Nel 300 a.C. il tratto di mare davanti ad Alessandria era estremamente trafficato; ricche rotte commerciali si incrociavano al porto, ed era necessario porle a riparo dai pericoli.
I re Tolomeo I Sotere e suo figlio Tolomeo II Filadelfo si risolsero quindi a costruire un edificio gigantesco sull’isola di Pharos: una torre alta più di centotrenta metri, visibile a quasi cinquanta chilometri di distanza, che inviasse un segnale luminoso rotante – riflettendo grazie a specchi parabolici la luce del sole durante il giorno e di grandi fuochi la notte.
Rimase in attività per l’impensabile tempo di sedici secoli, forte di una tecnologia avanzatissima, che poté essere pareggiata solo molto dopo che due terremoti, a breve distanza, lo abbattessero, agli inizi del XIV secolo.

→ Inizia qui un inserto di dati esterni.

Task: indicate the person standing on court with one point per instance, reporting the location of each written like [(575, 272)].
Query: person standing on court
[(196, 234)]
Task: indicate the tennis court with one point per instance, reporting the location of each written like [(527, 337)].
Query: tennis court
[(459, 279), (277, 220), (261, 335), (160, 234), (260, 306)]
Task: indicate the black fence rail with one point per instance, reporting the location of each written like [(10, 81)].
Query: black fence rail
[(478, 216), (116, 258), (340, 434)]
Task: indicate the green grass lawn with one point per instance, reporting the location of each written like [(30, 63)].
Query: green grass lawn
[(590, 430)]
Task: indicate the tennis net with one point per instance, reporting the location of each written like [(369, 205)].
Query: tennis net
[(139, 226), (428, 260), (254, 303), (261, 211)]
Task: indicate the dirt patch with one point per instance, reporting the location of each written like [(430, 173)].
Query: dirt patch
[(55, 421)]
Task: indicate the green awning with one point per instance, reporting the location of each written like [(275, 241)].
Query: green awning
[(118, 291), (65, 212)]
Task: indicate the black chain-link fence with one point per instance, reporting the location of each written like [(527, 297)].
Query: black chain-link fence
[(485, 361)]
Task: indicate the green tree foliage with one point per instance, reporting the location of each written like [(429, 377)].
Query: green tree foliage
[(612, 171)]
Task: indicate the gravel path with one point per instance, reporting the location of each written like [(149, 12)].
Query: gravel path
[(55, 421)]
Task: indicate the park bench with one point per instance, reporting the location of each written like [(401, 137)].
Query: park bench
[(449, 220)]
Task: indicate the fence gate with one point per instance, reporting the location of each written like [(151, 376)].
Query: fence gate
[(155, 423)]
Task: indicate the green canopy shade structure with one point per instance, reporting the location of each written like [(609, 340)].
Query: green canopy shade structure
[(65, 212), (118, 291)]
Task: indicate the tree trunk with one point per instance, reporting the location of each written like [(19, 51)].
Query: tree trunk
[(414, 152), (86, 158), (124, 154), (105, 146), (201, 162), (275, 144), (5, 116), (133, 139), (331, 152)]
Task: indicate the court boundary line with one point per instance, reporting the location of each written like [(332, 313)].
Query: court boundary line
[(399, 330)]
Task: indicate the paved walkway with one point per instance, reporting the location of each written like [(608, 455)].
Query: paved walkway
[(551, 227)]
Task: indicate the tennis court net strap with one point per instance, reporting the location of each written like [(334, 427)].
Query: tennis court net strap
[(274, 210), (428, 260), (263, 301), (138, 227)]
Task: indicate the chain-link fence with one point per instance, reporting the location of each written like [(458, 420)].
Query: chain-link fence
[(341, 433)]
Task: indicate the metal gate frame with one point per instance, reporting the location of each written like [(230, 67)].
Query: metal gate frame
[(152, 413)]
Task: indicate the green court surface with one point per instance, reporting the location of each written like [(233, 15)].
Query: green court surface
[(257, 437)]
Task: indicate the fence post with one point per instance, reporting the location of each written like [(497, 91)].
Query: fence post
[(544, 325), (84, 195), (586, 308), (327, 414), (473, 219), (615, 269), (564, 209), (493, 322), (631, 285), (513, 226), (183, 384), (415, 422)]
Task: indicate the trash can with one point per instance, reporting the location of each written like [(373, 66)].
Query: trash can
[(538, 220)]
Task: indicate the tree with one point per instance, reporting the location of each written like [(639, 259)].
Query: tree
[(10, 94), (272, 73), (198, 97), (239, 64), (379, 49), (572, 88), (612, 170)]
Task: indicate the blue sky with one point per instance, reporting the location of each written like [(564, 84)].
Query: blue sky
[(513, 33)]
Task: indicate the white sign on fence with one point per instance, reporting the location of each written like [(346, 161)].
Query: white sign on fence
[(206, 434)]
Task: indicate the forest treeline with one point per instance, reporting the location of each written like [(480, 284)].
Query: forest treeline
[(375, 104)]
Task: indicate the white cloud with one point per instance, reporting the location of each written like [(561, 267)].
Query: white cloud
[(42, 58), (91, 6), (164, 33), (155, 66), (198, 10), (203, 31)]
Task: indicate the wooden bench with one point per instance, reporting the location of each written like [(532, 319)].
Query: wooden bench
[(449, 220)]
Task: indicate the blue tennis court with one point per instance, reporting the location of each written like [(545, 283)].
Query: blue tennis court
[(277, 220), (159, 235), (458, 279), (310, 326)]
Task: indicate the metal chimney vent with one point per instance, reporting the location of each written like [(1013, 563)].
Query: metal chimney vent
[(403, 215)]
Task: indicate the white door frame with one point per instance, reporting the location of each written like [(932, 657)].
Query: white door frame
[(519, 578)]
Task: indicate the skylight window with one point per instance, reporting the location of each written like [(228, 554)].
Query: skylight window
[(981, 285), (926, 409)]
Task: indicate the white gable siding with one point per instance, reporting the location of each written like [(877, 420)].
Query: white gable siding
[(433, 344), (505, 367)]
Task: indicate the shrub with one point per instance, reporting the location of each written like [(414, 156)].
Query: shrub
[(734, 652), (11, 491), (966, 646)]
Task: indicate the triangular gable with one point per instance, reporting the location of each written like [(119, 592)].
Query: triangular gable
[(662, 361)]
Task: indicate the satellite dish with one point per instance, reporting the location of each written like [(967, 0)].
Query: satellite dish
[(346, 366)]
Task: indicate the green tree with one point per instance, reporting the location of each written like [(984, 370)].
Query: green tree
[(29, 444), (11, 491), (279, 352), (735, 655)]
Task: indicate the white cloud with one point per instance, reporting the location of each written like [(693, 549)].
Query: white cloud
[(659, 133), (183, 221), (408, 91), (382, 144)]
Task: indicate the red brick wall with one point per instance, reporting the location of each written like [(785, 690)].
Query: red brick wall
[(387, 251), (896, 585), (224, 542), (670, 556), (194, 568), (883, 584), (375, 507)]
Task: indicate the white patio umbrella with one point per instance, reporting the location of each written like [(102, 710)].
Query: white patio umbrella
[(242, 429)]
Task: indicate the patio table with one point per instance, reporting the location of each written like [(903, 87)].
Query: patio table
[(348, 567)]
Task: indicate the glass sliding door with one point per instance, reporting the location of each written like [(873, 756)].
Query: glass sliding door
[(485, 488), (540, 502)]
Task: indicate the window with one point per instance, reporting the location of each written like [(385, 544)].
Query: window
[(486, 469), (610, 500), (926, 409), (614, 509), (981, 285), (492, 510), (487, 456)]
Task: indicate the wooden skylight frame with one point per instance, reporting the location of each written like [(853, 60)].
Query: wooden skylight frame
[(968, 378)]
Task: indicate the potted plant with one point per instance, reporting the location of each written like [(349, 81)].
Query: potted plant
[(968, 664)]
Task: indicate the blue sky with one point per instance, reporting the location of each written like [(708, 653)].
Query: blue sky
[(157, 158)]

È quindi facile comprendere come quella metonimia che dette il nome dell’isola all’edificio sia rimasta scolpita in un’antonomasia lunga ventitré secoli. Ed è facile intendere come la fulminante intuizione di una torre di segnalazione luminosa sia passata ad indicare, figuratamente, un punto di riferimento culturale, spirituale – guida rassicurante, per i marinai che solcano le acque nella notte, come una stella artificiale.
Il Faro evoca sicurezza e solitudine.
Tatuarsi un faro significa avere addosso la giusta guida durante la navigazione della nostra vita.
Per antonomasia è simbolo di sicurezza e protezione nell’oscurità.
È considerato un punto di riferimento. Il suo significato è associato ad una guida, ad una luce che indica la via, una direzione da prendere per tornare sani e salvi a casa.
Un faro in lontananza simboleggia appunto la speranza di arrivare presto alla meta desiderata.
Se viene rappresentato con fulmini e mare in tempesta, indica che il nostro percorso è (stato) molto tormentato e difficile, ma nulla ci può abbattere.
Una caratteristica dei fari è l’impassibilità durante le tempeste che lo flagellano, per questo motivo è sinonimo di tenacia e forza contro le avversità della vita.